Em um de seus livros mais famosos, o neurologista britânico Oliver Sacks narra com texto acessível para leigos casos de pacientes que têm deficiências cerebrais, como P., professor de música que confunde sua própria esposa com um chapéu.

‘Mrs. Dalloway’, de Virginia Woolf

Inglaterra, década de 1920. A dona de casa da alta sociedade londrina Clarissa Dalloway está ansiosa. Escolhas que ela fez décadas atrás estão sob avaliação e amigos de uma vida inteira aparecerão naquela noite para uma festa que ela prepara. Paralelamente, Septimus, um veterano da I Guerra Mundial, sofre de stress pós-traumático e tem alucinações. Com sensibilidade, a escritora inglesa Virginia Woolf narra um dia na vida da Sra. Dalloway e dos coadjuvantes. Todos em crises repletas de nuances psicológicas, eles vivem momentos decisivos em suas vidas. O personagem Septimus carrega uma crítica aos métodos médicos para tratamentos de doenças mentais daquela época. Mrs. Dalloway é considerada uma das principais obras da escritora. Woolf cometeu suicídio afogando-se num rio aos 59 anos. Questionadora de padrões sociais, ela entrou para a história como ícone literário, feminista e LGBT, além de ela própria ter sofrido intensamente com bipolaridade e episódios de profunda depressão.

‘O Apanhador no Campo de Centeio’, de J.D. Salinger

A angústia, rebeldia e melancolia do adolescente Holden Caulfield estão evidentes em seu ponto de vista, adotado pelo autor J.D. Salinger para o protagonista narrar alguns dias de sua vida. Indignado com a hipocrisia em comportamentos humanos e com os efeitos destrutivos da II Guerra Mundial, o sensível Holden dá diversos sinais de que está deprimido e se sente deslocado. Suicídio, saudades e frustrações passam pelos devaneios do protagonista, que dá indícios de se internar em uma clínica psiquiátrica no fim do livro. Clássico imortal da literatura norte-americana, O Apanhador no Campo de Centeio, lançado em 1951, retrata como a sociedade caótica e problemática afeta mentes sensíveis, seja causando depressão e ansiedade, ou apenas contribuindo para a construção de uma visão de mundo.

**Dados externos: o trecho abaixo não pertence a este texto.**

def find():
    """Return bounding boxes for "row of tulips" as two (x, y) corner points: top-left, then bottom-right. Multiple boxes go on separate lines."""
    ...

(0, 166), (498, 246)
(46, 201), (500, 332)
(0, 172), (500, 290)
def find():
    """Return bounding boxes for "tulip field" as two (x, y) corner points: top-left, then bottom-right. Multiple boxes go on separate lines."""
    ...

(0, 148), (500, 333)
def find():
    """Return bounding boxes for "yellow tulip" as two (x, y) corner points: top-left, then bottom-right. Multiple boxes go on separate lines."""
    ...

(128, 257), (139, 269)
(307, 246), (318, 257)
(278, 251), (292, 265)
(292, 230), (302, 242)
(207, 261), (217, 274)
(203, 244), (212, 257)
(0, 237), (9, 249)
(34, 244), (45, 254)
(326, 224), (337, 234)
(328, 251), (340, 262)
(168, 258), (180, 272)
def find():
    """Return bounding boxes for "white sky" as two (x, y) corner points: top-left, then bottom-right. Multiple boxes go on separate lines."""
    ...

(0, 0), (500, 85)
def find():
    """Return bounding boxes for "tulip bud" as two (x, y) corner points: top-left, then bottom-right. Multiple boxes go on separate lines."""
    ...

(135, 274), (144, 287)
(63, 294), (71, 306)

‘As Horas’, de Michael Cunningham

Em 1923, a aclamada escritora inglesa Virginia Woolf escreve Mrs. Dalloway, um de seus principais romances. Em 1949, a dona de casa Sra. Brown, deprimida e infeliz, lê o livro de Woolf e se sente motivada a fazer mudanças em sua vida. Em 2001, Clarissa planeja uma festa para um ex-namorado, que está morrendo de complicações causadas pelo vírus da aids. Ela vive, basicamente, o imortal romance escrito por Woolf na década de 1920. Desafiando tempos narrativos, misturando ficção e não ficção, o autor Michael Cunningham escreveu um livro que expõe com humanidade a relação de seus personagens com transtornos como depressão e ansiedade, além da presença do suicídio em suas vidas – tudo condensado em apenas um (porém, decisivo) dia na vida das três protagonistas. As Horas ganhou o Pulitzer e uma igualmente cultuada adaptação para cinema em 2002.

‘O Homem que Não Conseguia Parar’, de David Adam

O jornalista David Adam, editor da revista Nature, aborda o transtorno obsessivo-compulsivo (TOC) pelo questionamento: preconceitos são desconstruídos, e o entendimento da doença é o que ele busca. O autor já teve o transtorno e demorou para ir em busca de tratamento. O Homem que Não Conseguia Parar traz histórias emocionantes e engraçadas de pessoas que têm TOC, além de ter um texto acessível para leigos.